The answer to the often-debated question — Does money matter in providing a quality education? — is yes, according to a new report that reviewed research on the subject.

To someone not steeped in school reform debate, the answer might seem obvious: Of course money matters. High-quality teachers, resources and buildings take money. (Tangentially, would anybody listen to Bill Gates on school reform if he weren’t a billionaire?)

Yet it has become popular among some school reformers to argue that money isn’t really the issue. They say that public spending on education has risen dramatically in recent decades but that the United States has still fallen behind other countries on international assessments.

This argument (which ignores the fact that American students in low-poverty schools score as high as any other country on those international exams) is, not surprisingly, offered up when education budgets are slashed as they are now across the country, including in the Washington region. (Florida Gov. Rick Scott (R) said last fall to justify cuts: “We’re spending a lot of money on education, and when you look at the results, it’s not great.)

Bruce Baker, a professor in the Graduate School of Education at Rutgers University in New Jersey, reviewed research on the subject. In this report released Friday by the nonprofit Albert Shanker Institute in Washington, concluded that money matters in improving the quality of schools in several important ways.

Of course, money by itself is not the answer (there is no single answer to improving schools). And it’s not just how much money is spent but how it is spent. But the argument that money doesn’t matter and that across-the-board budget cuts won’t hurt student outcomes are not based in any evidence, Baker found.

Baker looked at evidence through the prism of these questions:

*Are differences in aggregate school funding associated with differences in short- and long-term measured outcomes?

*Are differences in access to specific schooling programs or resources — such as smaller classes, high salaries and instructional materials --associated with differences in measured outcomes?

*Do substantive and sustained reforms to state school finance systems, including raising the level of funding or redistributing money more equitably, lead to improvements in the level or distribution of student outcomes?

The answer to each is yes, he said.

Baker traces the origins of the counterargument (that money doesn’t matter) to a study by Stanford University researcher Eric Hanushek in 1986 that concluded, “There appears to be no strong or systematic relationship between school expenditures and student performance.”

Baker writes: “This single quote, now divorced entirely from the soundly refuted analyses on which it was based, remains a mantra for those wishing to deny that increased funding for schools is a viable option for improving school quality.”
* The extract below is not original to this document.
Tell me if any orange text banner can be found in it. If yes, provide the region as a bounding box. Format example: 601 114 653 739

More recent attempts to dismiss the importance of funding in making schools better have connected increased spending to stagnant standardized test scores. But this argument is terribly weak.

For one, overall student achievement on the National Assessment of Educational Progress, sometimes called the nation’s report card, shows that scores for subgroups such as African American students actually rose over time as school spending increased and achievement gaps narrowed.

None of this means that a lot of money is not wasted and could be put to better use. It is and it could. That’s not the same as saying money doesn’t matter. That the issue has been debated for so long is bizarre.